ASTALOG.COM – Kita sudah sering mendengar istilah tata surya. Tata surya merupakan kumpulan benda langit yang terdiri dari matahari sebagai pusatnya, dan diikuti oleh planet-planet serta benda langit lainnya seperti satelit, asteroid, meteoroid, dan komet yang menjadi penyusun dari sistem tata surya tersebut.
Sebagai pusat dari tata surya, matahari yang terdiri dari gas hidrogen akan dikelilingi oleh planet-planet dan benda langit lainnya dalam suatu lintasan tata surya yang berbentuk elips.
Cahaya matahari yang kita lihat di bumi ini berwarna bening, sebenarnya adalah perpaduan dari beberapa warna yang meliputi warna merah, jingga, kuning, hijau, biru, nila, dan ungu (mejikuhibiniu).
Warna bening itu adalah hasil dari penguraian warna yang dikenal dengan istilah spektrum warna. Sedangkan cahaya matahari yang terpancar berasal dari energi yang dihasilkan oleh reaksi nuklir dimana reaksi ini menggabungkan antara atom-atom hidrogen menjadi atom helium. Reaksi ini dikenal dengan istilah reaksi fusi.

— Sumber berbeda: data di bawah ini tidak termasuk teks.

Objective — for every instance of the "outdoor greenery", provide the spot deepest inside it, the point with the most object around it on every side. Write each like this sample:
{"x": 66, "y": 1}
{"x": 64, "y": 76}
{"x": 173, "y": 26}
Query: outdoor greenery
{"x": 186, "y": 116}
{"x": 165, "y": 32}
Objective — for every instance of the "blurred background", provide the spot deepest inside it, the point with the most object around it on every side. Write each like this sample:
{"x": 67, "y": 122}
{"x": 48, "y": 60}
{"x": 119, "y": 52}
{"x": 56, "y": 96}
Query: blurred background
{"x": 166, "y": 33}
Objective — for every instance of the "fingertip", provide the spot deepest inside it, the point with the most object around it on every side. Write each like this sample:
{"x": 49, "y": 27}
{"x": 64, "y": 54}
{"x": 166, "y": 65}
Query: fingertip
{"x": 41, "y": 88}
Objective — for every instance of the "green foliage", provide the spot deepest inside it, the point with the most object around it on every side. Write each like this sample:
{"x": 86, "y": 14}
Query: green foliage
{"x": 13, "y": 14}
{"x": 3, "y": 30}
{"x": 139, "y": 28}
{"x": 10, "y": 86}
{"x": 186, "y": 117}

Hipotesis tentang Asal Usul Tata Surya
Lalu apakah kalian tahu mengenai asal usul tata surya itu sendiri? Untuk lebih memahaminya, kita bisa menelusurinya berdasarkan sejumlah hipotesis tentang tata surya yang dikemukakan oleh ahli yang kompeten di bidang ini, antara lain :
1. Hipotesis Nebula
Hipotesis yang dikenal dengan nama Nebula Kant – Laplace ini pertama kali dikemukakan oleh Emanuel Swedenborg di tahun 1734 dan disempurnakan oleh Immanuel Kant di tahun 1775. Kemudian di tahun 1796, hipotesis ini dikembangkan lagi oleh Pierre Marquis de Laplace. Isi hipotesis ini :
Pada tahap awal, Tata Surya masih berupa kabut raksasa. Kabut ini terbentuk dari debu, es, dan gas yang disebut nebula, dan unsur gas yang sebagian besar hidrogen. Gaya gravitasi yang dimilikinya menyebabkan kabut itu menyusut dan berputar dengan arah tertentu, suhu kabut memanas, dan akhirnya menjadi bintang raksasa (matahari).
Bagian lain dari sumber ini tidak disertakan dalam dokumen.